I cast a vote today for a black man for President of the United States. Sure, there have been black candidates for the last 36 years. I strongly considered voting for Lenora Fulani in 1988, the first black person to be on the ballot in all 50 states. It is a historic day, and although I wish Obama were more progressive at least he and Biden are smart and reasonable, learned and willing to learn. That puts them above the McCain/Palin ticket and waaay above Bush/Cheney. I still have this core of fear in the pit of my stomach that scumbags with crooked voting machines will still try to steal this election but unlike 2000 and 2004 I think the margin is so big that it can’t be done with impunity. I’m not assuming anything until I see the guy sworn in this January, but for the first election day in many years I feel good about it.

North Carolina TV

I’m in a hotel room in North Carolina. During the 11 PM news I believe 3/4 of all ads were campaign ads. I thought it was hard to take in South Carolina, but this is bad. One commercial break was a succession of alternating Kay Hagan and Elizabeth Dole ads. I don’t know how you folks take it. I suspect that by Tuesday it will feel like sweet relief.

“Dave Slusher, Local Comic Book Fan”

I can live with the label in the title. I was interviewed by Roger Yale for this weeks cover article in the Weekly Surge (the Surge is weird about permalinks, follow that link quick if you want to see the actual article) about the XCon in Myrtle Beach. I was highly worried when I talked to Roger that I wasn’t giving him anything useful. It turned out alright, which is more a testament to Roger than me.

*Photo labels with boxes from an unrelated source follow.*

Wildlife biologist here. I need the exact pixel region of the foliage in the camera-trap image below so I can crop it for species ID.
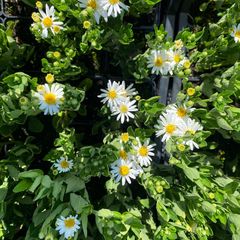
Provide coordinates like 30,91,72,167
0,0,240,240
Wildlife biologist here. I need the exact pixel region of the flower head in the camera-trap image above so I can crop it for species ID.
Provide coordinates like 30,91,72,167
155,112,179,142
166,104,194,119
35,83,64,115
100,0,128,17
148,50,171,75
53,157,73,173
134,138,155,166
231,23,240,43
112,98,138,123
38,4,63,38
98,80,123,108
111,159,139,185
79,0,108,24
56,215,80,239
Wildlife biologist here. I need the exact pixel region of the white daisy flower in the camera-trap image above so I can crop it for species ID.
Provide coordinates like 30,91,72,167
53,157,73,173
56,215,80,239
112,98,138,123
179,118,203,150
35,83,64,115
147,50,171,75
111,159,139,185
183,139,199,150
154,113,180,142
133,137,156,166
39,4,63,38
79,0,108,24
167,49,183,71
100,0,129,17
166,104,195,119
231,23,240,43
178,118,203,136
120,81,138,97
98,80,122,109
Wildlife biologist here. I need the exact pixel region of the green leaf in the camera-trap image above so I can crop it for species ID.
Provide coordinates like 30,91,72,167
81,212,88,238
217,117,233,131
41,175,52,188
65,176,85,193
18,169,43,178
13,179,32,193
70,193,89,213
29,176,42,192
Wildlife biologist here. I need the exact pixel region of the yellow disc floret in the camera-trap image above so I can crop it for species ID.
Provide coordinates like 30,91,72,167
107,90,117,99
43,92,57,105
121,133,129,143
42,17,53,28
165,123,176,134
154,57,163,67
64,218,75,228
119,165,130,176
45,73,54,84
138,146,148,157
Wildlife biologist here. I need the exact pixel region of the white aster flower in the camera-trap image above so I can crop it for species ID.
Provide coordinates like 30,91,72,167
154,113,180,142
133,137,156,166
98,80,122,109
231,23,240,43
183,139,199,150
35,83,64,115
39,4,63,38
111,159,139,185
168,49,183,71
53,157,73,173
120,81,138,97
148,50,171,75
166,104,195,119
179,118,203,150
79,0,108,24
100,0,128,17
178,118,203,136
112,98,138,123
56,215,80,239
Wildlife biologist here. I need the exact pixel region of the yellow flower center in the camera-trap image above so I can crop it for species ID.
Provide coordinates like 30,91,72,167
183,60,191,69
119,104,128,113
45,73,54,83
121,133,129,143
173,54,181,63
177,107,187,118
83,21,91,29
107,90,117,100
119,149,127,160
32,12,40,22
60,159,69,168
165,123,176,134
64,218,75,228
42,17,53,28
37,85,45,92
87,0,97,9
138,146,148,157
187,128,196,135
187,88,196,96
177,143,185,152
53,26,61,33
235,31,240,40
44,92,57,105
154,57,163,67
175,39,183,48
53,51,61,58
36,1,43,9
119,165,130,176
109,0,120,5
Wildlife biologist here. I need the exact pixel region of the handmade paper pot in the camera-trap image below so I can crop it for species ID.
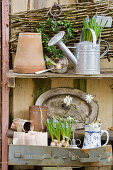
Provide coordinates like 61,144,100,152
14,33,46,73
29,106,48,132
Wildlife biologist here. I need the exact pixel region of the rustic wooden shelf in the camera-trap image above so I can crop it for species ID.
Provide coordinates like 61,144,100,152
8,145,112,167
6,69,113,79
6,69,113,88
7,129,113,142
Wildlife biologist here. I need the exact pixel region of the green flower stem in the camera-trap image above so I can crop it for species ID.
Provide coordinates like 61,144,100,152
71,104,86,123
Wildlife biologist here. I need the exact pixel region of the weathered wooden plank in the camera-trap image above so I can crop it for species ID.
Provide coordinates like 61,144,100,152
6,69,113,79
2,0,9,170
12,79,34,119
85,166,112,170
8,145,112,167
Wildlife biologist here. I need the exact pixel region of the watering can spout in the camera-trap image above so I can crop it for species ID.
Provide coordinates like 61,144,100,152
48,31,77,66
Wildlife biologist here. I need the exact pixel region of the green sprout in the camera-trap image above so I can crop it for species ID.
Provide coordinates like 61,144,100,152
81,17,108,42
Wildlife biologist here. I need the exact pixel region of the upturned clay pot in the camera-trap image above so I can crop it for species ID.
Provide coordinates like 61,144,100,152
14,33,46,73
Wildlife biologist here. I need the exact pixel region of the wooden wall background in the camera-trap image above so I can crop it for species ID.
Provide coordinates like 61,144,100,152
10,0,113,170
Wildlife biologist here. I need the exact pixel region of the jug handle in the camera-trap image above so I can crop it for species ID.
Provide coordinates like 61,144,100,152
80,28,97,48
99,40,109,58
101,130,109,146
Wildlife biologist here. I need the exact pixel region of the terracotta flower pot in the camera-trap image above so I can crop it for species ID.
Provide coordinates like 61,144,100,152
14,33,46,73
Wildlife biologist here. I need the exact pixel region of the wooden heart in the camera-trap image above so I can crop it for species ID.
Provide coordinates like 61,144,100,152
35,88,98,129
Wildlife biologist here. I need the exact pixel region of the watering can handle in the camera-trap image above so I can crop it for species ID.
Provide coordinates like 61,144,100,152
100,40,109,58
101,130,109,146
80,28,97,48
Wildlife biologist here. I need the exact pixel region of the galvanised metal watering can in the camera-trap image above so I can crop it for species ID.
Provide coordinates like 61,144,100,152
48,28,109,75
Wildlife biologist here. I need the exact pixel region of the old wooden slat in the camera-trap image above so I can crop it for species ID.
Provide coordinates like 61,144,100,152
2,0,9,170
6,69,113,79
8,145,112,167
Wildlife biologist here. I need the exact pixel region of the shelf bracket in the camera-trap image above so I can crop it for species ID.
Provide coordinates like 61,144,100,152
8,77,15,88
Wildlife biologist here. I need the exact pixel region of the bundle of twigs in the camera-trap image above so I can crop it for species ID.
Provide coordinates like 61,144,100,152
10,0,113,57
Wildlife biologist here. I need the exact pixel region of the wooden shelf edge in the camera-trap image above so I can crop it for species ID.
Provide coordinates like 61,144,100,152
6,69,113,79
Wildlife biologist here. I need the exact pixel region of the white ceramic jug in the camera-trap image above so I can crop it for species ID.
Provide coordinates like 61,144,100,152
83,124,109,149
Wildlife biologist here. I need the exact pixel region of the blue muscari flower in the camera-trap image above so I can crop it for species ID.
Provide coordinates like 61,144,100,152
66,123,69,129
47,119,50,123
46,58,49,62
86,16,89,22
53,117,58,123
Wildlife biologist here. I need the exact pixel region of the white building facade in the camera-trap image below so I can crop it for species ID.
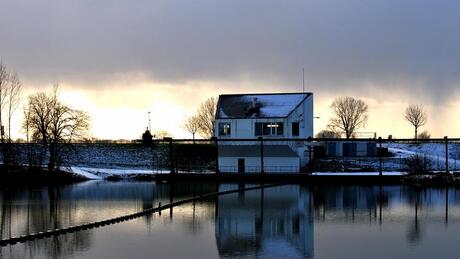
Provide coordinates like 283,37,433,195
215,93,313,173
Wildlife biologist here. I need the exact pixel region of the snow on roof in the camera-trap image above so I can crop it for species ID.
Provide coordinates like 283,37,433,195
217,93,311,119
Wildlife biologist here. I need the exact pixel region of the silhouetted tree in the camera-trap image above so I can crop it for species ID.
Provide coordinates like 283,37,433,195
329,97,368,139
196,97,217,138
404,104,427,139
417,130,431,139
6,73,22,142
23,85,89,172
184,115,200,141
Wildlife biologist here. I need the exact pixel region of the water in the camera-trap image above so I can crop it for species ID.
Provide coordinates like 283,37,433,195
0,181,460,258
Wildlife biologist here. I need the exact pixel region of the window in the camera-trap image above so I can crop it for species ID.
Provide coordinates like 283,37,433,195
292,122,300,136
255,122,284,136
219,122,231,136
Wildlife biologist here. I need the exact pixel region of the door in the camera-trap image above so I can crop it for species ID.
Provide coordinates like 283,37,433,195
238,158,245,174
343,143,357,157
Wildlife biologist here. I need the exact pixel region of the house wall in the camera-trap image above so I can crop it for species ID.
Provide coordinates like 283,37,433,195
219,157,300,173
214,94,313,143
214,94,314,171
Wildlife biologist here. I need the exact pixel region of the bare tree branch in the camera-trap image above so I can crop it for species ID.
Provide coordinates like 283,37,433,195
183,115,200,140
196,97,217,138
403,104,427,139
328,97,368,139
23,86,90,172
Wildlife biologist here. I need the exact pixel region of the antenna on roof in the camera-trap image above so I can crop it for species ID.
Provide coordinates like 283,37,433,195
302,68,305,93
148,111,152,130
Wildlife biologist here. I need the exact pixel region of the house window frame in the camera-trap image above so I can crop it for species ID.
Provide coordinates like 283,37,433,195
218,121,232,137
291,121,300,137
254,121,284,137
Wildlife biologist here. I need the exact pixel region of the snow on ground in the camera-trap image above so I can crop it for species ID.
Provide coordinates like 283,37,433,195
386,143,460,170
312,171,405,176
68,166,169,180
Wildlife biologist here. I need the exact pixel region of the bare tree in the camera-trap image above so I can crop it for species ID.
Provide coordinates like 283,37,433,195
417,130,431,139
23,86,89,172
0,63,10,143
329,96,368,139
196,97,217,138
7,73,22,142
404,104,427,139
183,115,200,142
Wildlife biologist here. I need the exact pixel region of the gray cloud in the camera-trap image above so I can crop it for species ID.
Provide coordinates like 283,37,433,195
0,0,460,101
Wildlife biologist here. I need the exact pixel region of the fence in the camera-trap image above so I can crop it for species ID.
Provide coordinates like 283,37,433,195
153,137,460,174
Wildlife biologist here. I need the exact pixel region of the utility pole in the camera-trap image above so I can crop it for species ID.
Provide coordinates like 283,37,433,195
148,111,152,131
302,68,305,93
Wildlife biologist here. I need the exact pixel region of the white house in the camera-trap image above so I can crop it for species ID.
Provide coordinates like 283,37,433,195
215,93,313,173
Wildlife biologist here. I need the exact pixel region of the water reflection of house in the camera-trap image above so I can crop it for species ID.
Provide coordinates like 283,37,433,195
216,186,314,258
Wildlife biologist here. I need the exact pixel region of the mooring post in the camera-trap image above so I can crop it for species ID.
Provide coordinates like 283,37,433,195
308,136,313,174
211,137,220,174
444,136,449,174
163,138,175,174
259,137,265,174
379,137,383,176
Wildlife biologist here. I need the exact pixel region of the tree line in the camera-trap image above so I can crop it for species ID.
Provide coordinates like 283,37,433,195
183,96,430,140
0,64,90,173
316,96,430,139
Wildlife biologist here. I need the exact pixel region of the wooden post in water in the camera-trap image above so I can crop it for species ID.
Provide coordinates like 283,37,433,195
163,138,175,174
444,136,449,175
259,137,265,174
211,137,219,174
379,137,383,176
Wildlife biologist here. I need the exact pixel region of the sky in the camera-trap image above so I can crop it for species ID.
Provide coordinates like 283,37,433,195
0,0,460,139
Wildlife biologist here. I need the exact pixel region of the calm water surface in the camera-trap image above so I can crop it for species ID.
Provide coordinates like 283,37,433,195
0,181,460,258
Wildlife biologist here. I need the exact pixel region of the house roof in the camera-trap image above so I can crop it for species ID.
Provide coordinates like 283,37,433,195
219,145,298,157
216,93,312,119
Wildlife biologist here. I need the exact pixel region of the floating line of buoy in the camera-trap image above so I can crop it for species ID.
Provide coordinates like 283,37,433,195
0,184,282,246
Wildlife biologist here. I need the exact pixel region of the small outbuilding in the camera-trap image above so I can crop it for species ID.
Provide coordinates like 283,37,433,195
324,140,377,157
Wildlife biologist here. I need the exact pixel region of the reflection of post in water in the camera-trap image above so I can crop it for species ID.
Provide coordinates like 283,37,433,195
407,188,421,247
238,183,246,202
214,183,220,222
0,192,11,239
255,184,265,255
308,187,315,222
379,185,383,225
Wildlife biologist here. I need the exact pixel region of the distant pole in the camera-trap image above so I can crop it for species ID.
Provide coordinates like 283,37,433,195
379,137,383,176
259,137,265,174
444,136,449,174
302,68,305,93
211,137,220,174
148,112,152,131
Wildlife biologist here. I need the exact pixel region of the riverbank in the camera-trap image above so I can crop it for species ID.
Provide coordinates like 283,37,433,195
0,166,88,187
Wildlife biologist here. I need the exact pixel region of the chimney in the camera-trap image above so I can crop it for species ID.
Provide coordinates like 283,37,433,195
251,97,257,109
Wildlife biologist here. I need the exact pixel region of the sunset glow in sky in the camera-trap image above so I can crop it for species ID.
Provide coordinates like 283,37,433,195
0,0,460,139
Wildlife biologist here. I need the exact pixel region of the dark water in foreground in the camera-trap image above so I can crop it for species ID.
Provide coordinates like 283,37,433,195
0,182,460,258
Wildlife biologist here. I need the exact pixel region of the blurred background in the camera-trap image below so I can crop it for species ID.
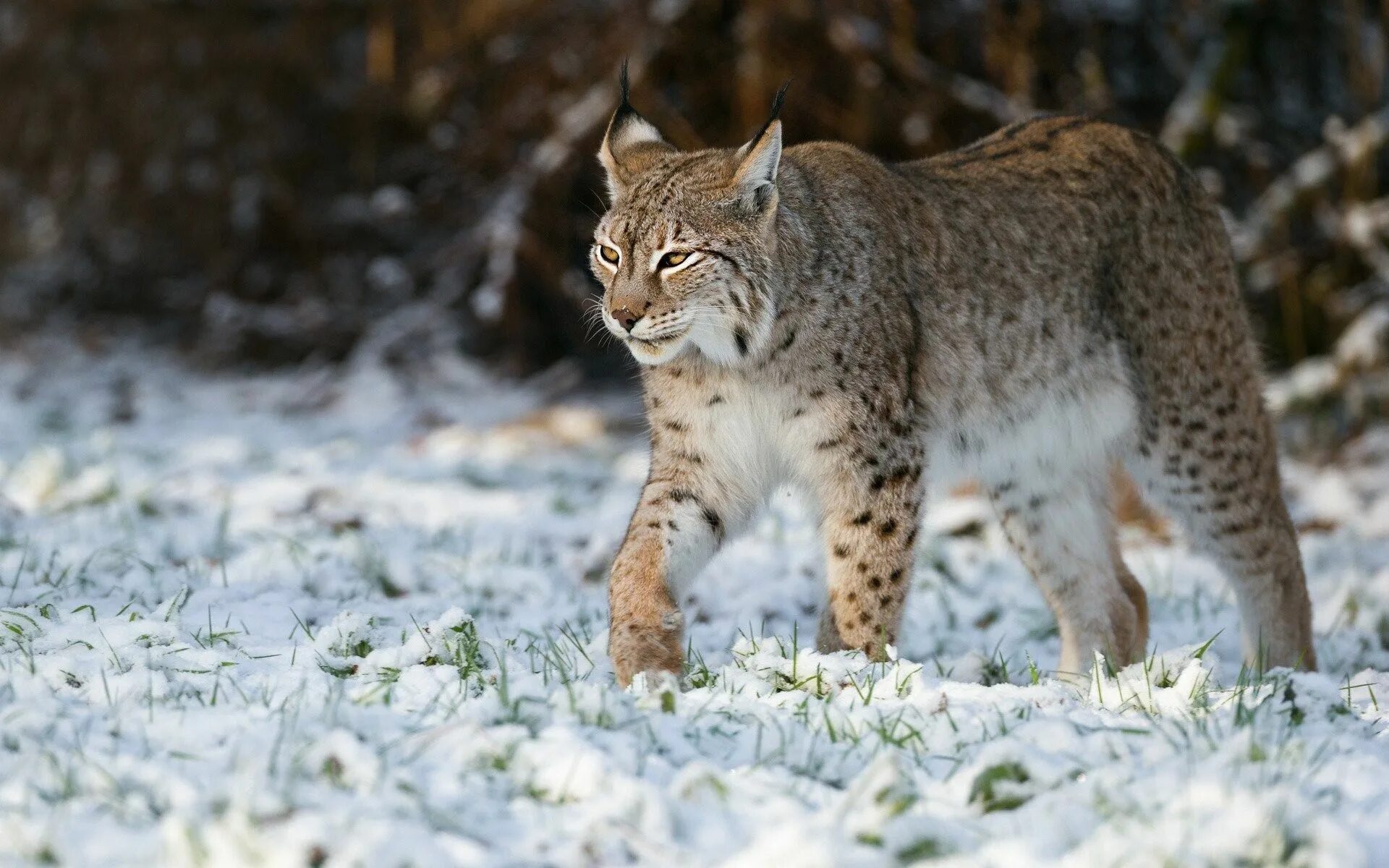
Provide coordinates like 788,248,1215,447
0,0,1389,391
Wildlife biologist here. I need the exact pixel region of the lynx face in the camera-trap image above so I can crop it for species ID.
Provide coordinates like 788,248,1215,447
589,167,770,364
589,78,781,365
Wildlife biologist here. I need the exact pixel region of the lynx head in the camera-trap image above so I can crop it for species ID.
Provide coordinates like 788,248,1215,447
589,64,786,365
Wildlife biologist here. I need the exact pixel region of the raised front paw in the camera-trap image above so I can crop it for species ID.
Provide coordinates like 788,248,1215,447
608,613,685,687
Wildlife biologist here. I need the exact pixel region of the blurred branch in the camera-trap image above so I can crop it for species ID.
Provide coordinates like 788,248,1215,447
1231,106,1389,271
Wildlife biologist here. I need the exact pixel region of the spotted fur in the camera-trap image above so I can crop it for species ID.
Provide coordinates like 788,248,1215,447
592,82,1315,685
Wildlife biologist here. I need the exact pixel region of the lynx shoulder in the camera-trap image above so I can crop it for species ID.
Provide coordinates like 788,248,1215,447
592,71,1315,685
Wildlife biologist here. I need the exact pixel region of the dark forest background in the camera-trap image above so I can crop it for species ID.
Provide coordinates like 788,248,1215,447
0,0,1389,373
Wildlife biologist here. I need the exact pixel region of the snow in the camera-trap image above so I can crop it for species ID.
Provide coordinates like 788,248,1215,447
0,341,1389,867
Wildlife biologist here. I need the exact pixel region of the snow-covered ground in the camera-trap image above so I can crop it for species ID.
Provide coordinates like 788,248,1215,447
0,341,1389,868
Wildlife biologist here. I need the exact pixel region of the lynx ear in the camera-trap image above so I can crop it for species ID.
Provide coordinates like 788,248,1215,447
734,82,790,213
599,60,675,199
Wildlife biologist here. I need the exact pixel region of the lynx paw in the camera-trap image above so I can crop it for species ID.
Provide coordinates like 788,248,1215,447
608,613,685,687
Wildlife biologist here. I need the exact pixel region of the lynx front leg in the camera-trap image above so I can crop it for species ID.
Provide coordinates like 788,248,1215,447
608,421,761,687
817,450,921,660
608,477,723,687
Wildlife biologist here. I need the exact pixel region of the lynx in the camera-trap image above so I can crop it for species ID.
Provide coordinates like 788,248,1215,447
592,69,1315,686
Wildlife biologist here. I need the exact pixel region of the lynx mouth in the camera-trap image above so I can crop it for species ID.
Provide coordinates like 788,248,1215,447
626,329,689,364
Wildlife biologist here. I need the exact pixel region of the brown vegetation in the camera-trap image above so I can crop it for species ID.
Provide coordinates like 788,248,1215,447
0,0,1389,371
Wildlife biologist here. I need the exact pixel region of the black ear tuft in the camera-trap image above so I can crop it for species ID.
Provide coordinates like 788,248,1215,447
616,57,632,109
753,78,790,143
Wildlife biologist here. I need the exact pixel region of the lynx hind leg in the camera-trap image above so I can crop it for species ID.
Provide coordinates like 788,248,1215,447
989,468,1147,681
1126,405,1317,669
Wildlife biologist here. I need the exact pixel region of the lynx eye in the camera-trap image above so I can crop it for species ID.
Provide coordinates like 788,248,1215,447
655,250,690,268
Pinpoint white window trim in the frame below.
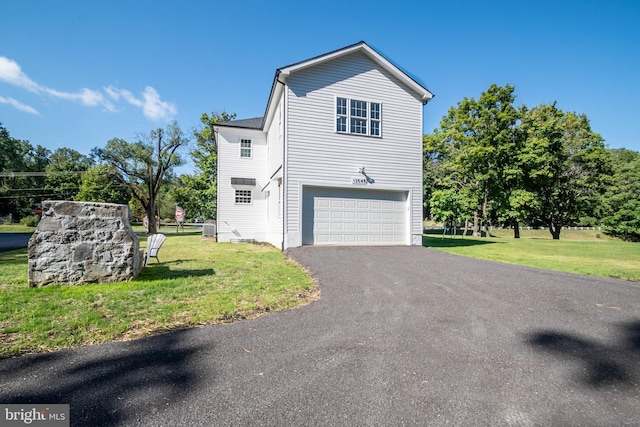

I won’t get to attend the second day of the convention but the first was surprisingly good, especially being a kind of odd 3 PM to 6 PM deal. My main hope was that the thing made enough money (or lost little enough) that they’d do another one and make this an annual event. That appears to be a realistic outcome based on what I saw yesterday and what I read in the article. It certainly wasn’t huge but I was there for a few hours and had a great time. It’s going on today until 7 PM. If you can get yourself there, I’d urge you to do it.

My only problem was that as I get older, digging through long boxes of comics located underneath folding tables for 15 minutes at a time while kneeling on cement floors has become an arduous physical task. There has got to be a better way.